While Ellis Act evictions have decreased dramatically since the height of the dot-com boom in the late 1990s, the circumstances surrounding the proposed eviction are a painful reminder for Ortiz and other tenants of those years when thousands of tenants were displaced across the city.

At their high point, the fiscal year ending in 2000, 208 petitions were filed to take 879 units of the market.

Today, Ellis Act evictions are at a low point citywide but are picking up in the Mission, with the neighborhood recording the highest number of petitions during the last fiscal year, ending in 2011. During that period, seven petitions were filed for 28 units to be taken off the market.

“In our office we joke that they are they are the last working-class tenants left in the area,” said Maria Zamudio, the Just Cause staff member handling Ortiz’s case.

Much of the decline in the Mission’s working class population took place in the decade after the 1998 boom. The number of households in the Mission District earning less than $22,000 has declined by four percent, from 13 percent in 2000 to 9 percent in 2010, according to the 2010 Census.

The legacy of that earlier boom was evident on a recent Saturday, when tenants marched to protest evictions and ended up in front of Knowles’ building, where Tacolicious, one of many new restaurants in the Mission, is thriving thanks to an influx of young professionals.

The restaurant, not Knowles, became the focus of tenant anger, and when a frustrated chef came out to defend the restaurant, few would hear anything of it.

Joe Hargraves, the owner of Tacolicious, said in an interview that he tries to be a good neighbor, buying and hiring locally. By Ortiz’s account, he is.

Hargraves said Knowles has always been responsive to him and appears to be acting in good faith.

“I don’t think he’s the bad guy everyone makes him out to be,” he said. “I totally get the protesters, but there are other ways of handling it.”

It’s likely there will be further negotiations between Knowles and the tenants.

Many tenants who have lived in the city for a long time cannot afford to pay market rates, but landlords who have recently purchased property are looking for a profitable return.

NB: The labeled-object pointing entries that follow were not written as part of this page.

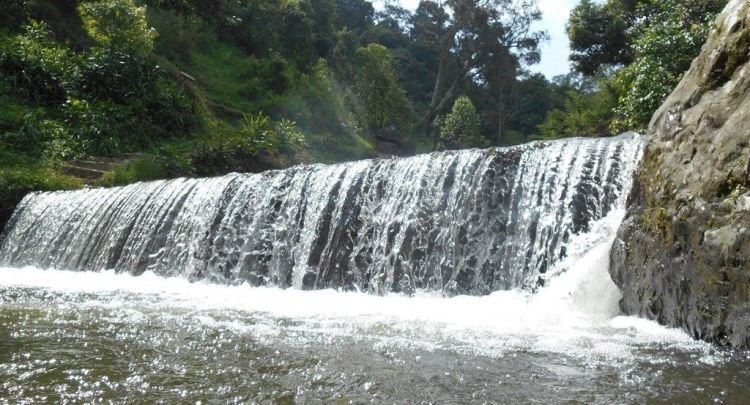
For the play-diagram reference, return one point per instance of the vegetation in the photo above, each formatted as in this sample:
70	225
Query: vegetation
635	52
198	87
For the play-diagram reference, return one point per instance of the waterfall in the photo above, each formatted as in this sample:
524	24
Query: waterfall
459	222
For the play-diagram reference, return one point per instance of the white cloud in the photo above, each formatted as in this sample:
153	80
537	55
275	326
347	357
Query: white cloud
555	15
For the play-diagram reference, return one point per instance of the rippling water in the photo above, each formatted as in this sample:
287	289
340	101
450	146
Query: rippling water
85	337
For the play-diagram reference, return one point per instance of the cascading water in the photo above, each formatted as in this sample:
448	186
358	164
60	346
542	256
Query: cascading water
187	300
468	222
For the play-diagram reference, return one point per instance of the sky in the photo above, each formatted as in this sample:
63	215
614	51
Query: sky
554	17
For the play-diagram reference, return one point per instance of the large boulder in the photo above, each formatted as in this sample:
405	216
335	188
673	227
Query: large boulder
682	254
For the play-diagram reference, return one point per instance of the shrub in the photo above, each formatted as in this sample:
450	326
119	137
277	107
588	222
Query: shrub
461	127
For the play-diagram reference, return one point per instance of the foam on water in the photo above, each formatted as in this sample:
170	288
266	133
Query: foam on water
576	314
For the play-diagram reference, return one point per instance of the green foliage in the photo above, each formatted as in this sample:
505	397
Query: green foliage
259	134
20	176
650	43
35	66
118	23
461	127
663	52
584	113
378	92
598	35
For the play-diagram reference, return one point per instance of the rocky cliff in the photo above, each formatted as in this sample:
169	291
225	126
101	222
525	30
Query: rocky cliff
682	256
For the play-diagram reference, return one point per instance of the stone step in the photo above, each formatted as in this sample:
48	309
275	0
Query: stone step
95	165
82	172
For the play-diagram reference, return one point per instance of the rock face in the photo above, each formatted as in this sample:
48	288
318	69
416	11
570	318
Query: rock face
682	256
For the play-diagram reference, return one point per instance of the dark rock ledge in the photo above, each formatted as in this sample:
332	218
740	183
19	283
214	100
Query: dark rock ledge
682	254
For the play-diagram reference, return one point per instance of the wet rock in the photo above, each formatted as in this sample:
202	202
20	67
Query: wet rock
391	143
682	254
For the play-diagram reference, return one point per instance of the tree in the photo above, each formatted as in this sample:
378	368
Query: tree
461	128
598	35
469	36
118	23
383	101
671	38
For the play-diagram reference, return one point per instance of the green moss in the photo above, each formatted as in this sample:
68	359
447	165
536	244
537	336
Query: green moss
20	176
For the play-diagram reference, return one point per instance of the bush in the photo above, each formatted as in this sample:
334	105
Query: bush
35	66
118	24
20	177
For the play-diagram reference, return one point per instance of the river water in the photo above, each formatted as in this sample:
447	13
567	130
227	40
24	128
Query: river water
82	337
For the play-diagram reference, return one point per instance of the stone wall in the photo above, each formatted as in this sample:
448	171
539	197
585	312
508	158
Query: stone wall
682	254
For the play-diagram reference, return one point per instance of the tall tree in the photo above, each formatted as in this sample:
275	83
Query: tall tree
468	34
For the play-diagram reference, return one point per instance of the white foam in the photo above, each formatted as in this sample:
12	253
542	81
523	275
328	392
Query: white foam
576	314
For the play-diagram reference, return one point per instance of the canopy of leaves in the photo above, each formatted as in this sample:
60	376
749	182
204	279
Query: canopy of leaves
461	127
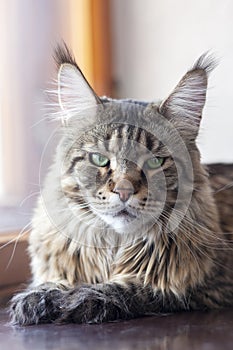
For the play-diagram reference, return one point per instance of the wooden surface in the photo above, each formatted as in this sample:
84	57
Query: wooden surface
184	331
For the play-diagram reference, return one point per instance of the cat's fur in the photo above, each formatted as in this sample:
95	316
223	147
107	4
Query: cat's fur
102	249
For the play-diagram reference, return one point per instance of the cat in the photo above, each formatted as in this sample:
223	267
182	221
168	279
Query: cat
127	224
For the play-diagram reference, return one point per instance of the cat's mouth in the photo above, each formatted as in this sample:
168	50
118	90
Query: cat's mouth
124	214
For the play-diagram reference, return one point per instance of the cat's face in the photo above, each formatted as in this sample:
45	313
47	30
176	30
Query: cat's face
129	163
125	173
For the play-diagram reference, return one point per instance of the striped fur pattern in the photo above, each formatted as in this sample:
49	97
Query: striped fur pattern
127	223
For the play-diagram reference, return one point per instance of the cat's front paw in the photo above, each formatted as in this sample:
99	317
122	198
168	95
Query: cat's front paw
90	305
36	306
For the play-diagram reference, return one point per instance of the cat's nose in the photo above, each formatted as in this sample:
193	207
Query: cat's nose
124	188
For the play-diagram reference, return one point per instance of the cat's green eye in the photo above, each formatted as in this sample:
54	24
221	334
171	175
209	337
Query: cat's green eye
98	159
154	163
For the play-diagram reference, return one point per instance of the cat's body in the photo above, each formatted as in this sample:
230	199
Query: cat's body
127	223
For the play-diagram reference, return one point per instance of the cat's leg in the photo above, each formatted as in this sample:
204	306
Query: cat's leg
41	304
115	301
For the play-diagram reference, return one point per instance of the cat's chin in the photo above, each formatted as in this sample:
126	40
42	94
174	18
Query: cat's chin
123	222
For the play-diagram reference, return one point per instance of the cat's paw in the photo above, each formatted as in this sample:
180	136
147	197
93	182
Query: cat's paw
36	306
90	305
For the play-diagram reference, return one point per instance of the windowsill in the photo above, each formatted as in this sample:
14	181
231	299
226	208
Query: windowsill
14	261
14	218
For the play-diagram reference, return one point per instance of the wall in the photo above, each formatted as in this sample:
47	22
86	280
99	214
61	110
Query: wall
155	42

In 2009, after New College closed, Knowles paid $3.7 million for the building and two adjacent properties. He leased the ground floor to Tacolicious, but it’s not clear what he plans to do with the rest of the building.

Ortiz and his roommate pay a little less than $500 for their one-bedroom studio. They were offered $11,000 each to vacate, according to Ortiz. Knowles said that he’s offered much more, but declined to say how much more.

Whatever the offer, it’s unlikely that tenants like Ortiz could move elsewhere in the city at a time when the vacancy rate is 3.7 percent and the average rent is $2,572.

Ortiz and his roommate are both disabled, but declined to discuss their disabilities. According to the Ellis Act, seniors and disabled tenants must be given a year’s notice to vacate.

Ortiz doesn’t want to leave gay-friendly San Francisco, where he has a support network of family and doctors. If Knowles files for an Ellis Act eviction, Ortiz said he will fight it.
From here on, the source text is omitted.